The choice of the UK’s former ambassador to the Kingdom of Saudi Arabia, Sir John Jenkins, raised early fears that the Government inquiry was a move intended to appease the Saudis. Saudi Arabia has banned the Muslim Brotherhood following the move by Egypt to denounce the movement that brought the deposed former president, Mohammed Morsi, to power in a free and fair election, as a ‘terrorist organisation’.
As Rosemary Hollis, former Middle East programme director at Chatham House put it, “For the rulers of Saudi Arabia, the Muslim Brotherhood represents their most potent rival for influence among Sunni Muslims across the region.”
The FT today reveals the discomfit of Foreign Office officials at the report’s conclusions and its likely impact. One official told the paper, “Sir John will say that the Brotherhood is not a terrorist organisation. The Saudis and Emiratis will then be very upset with us.”
“According to Whitehall sources, Sir John has found that the group does not pose a significant terror threat in the UK. His findings were due to be published by the end of last month, but government officials indicated that ministers were still finalising how they would present the conclusions”, according to the paper.

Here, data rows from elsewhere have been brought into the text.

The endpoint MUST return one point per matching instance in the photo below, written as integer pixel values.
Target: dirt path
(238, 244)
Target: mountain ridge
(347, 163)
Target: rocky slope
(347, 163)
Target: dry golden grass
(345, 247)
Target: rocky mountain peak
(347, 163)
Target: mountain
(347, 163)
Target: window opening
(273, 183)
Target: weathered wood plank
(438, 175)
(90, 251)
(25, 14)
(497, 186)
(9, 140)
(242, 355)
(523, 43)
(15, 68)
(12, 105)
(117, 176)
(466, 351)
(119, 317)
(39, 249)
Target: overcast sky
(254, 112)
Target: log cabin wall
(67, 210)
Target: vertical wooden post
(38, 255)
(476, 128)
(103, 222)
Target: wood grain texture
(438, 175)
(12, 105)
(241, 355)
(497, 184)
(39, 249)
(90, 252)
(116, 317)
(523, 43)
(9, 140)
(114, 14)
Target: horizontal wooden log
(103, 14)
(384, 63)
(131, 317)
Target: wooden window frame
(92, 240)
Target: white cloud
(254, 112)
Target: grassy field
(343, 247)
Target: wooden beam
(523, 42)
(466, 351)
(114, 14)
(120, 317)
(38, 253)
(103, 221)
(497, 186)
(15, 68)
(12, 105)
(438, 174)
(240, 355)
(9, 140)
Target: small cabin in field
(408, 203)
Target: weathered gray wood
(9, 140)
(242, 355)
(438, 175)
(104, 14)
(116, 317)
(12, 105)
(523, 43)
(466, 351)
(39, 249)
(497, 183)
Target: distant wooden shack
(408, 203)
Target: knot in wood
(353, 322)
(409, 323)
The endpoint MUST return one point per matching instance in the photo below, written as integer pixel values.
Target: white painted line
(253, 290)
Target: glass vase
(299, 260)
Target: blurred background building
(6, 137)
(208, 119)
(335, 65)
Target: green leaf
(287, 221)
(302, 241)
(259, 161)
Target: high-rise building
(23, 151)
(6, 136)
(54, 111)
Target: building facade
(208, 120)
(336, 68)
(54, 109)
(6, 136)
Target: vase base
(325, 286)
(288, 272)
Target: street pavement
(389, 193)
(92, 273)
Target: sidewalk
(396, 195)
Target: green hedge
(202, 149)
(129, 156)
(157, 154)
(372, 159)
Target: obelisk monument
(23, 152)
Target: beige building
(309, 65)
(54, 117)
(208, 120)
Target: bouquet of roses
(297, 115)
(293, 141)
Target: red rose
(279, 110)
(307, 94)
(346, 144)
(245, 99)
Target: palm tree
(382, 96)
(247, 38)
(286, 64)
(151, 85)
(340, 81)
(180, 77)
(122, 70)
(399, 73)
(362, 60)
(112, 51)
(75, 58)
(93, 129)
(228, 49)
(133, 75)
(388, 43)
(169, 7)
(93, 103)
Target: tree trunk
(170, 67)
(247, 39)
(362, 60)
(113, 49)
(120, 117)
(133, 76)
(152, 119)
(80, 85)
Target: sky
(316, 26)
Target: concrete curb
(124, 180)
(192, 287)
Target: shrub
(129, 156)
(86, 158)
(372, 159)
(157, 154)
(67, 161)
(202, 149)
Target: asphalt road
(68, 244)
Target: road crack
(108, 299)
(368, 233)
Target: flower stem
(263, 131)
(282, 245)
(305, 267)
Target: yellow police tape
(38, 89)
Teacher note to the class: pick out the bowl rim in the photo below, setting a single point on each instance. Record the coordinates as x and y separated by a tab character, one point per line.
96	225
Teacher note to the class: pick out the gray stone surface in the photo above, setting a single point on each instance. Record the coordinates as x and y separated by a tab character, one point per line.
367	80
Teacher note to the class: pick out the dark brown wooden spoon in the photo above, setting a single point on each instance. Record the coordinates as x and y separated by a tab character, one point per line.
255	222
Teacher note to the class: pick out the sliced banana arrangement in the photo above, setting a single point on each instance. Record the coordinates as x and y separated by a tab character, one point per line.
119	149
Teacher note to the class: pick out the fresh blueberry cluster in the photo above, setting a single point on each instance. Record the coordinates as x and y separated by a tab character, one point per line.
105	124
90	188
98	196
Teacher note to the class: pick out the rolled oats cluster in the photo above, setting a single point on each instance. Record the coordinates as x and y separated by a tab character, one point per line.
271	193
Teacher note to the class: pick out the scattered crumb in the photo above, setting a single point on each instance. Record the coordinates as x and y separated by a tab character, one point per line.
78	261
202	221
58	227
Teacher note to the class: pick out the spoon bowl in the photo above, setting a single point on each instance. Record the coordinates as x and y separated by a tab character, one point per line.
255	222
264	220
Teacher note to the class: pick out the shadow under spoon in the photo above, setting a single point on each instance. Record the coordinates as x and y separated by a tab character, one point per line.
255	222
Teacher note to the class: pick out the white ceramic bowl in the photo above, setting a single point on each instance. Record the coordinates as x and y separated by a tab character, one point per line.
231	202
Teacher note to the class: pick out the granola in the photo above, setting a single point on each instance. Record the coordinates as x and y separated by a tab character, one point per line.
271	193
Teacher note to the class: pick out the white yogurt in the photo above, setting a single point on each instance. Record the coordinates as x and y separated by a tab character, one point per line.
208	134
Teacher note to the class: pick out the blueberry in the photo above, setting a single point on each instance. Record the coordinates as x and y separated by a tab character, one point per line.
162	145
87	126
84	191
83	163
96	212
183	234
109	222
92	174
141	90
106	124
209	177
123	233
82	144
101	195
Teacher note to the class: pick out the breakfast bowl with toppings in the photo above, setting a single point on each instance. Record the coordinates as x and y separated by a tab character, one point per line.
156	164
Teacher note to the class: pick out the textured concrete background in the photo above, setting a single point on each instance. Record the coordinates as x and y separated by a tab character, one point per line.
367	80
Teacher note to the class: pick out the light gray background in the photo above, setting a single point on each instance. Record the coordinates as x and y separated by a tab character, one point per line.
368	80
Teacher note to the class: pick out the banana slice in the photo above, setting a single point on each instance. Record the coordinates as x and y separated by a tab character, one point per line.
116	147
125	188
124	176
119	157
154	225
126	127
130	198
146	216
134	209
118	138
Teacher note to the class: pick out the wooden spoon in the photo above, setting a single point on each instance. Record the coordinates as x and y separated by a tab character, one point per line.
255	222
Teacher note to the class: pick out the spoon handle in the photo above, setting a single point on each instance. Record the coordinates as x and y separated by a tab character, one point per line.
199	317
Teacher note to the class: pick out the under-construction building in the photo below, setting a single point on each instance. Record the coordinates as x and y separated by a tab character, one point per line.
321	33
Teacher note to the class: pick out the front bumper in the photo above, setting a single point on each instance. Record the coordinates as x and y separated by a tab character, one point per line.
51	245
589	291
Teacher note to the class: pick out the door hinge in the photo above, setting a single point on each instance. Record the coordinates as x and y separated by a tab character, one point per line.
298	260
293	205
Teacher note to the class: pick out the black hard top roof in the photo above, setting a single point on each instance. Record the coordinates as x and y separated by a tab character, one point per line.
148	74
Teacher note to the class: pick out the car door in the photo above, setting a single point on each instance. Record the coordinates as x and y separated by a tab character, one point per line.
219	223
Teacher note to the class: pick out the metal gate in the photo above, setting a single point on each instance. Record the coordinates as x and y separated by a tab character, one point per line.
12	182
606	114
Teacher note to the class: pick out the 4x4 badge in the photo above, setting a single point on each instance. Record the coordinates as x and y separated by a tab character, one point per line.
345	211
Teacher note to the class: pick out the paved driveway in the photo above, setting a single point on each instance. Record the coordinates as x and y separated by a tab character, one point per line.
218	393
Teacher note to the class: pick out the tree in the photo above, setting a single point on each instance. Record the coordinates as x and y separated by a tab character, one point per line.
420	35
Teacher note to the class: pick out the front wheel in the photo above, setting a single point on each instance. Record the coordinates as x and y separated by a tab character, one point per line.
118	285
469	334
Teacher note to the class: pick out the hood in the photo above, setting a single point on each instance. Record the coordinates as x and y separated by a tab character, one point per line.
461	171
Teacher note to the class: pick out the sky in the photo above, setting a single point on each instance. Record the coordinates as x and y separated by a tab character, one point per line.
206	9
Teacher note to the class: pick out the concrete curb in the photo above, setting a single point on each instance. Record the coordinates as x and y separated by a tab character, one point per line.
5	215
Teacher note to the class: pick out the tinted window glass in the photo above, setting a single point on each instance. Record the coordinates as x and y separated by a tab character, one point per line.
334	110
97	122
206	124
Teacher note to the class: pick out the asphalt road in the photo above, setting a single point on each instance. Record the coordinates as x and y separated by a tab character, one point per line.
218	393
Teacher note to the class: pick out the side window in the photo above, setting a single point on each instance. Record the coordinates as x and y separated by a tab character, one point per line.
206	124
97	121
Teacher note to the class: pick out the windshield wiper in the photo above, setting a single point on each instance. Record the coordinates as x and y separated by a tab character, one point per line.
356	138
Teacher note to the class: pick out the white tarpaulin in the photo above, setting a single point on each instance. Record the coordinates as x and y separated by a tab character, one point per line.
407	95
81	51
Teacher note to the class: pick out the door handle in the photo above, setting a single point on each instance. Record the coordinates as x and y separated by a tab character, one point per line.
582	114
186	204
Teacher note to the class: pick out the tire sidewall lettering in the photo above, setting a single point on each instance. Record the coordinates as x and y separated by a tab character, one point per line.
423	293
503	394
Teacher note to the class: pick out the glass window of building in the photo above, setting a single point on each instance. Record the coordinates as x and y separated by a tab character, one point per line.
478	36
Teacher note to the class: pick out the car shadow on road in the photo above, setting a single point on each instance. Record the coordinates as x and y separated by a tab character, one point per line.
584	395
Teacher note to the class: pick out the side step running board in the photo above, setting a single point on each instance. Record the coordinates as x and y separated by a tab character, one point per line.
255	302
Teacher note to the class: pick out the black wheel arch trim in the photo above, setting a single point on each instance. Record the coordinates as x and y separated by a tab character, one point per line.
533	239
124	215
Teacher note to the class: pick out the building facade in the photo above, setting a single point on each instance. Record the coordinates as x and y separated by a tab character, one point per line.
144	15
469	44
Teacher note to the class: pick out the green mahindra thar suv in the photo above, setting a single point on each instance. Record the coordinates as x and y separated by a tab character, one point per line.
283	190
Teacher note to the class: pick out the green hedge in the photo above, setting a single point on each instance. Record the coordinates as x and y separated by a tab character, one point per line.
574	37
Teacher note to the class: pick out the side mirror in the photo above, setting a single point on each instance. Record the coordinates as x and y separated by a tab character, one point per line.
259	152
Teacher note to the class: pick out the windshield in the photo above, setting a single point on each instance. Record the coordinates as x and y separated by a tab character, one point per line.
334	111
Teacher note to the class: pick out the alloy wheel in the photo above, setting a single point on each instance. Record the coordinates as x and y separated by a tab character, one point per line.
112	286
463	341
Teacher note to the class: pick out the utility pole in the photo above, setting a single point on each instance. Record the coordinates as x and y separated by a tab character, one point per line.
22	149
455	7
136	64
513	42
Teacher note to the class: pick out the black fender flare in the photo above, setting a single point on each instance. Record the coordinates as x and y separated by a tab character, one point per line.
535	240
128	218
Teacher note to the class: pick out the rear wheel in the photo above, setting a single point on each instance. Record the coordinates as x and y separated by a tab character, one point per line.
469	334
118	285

Astute observers previously warned of the ramifications of unquestioningly doing the bidding of non-democratic regimes in the Middle East. Former Director of Public Prosecutions, Sir Ken Macdonald, denounced the government’s inquiry as ‘cack-handed’ and Hollis wisely counselled that “If it [Sir John’s report] concludes that the Brotherhood’s values and philosophy are not a problem, the Saudis will no longer be appeased, and the whole exercise will look like a farce.”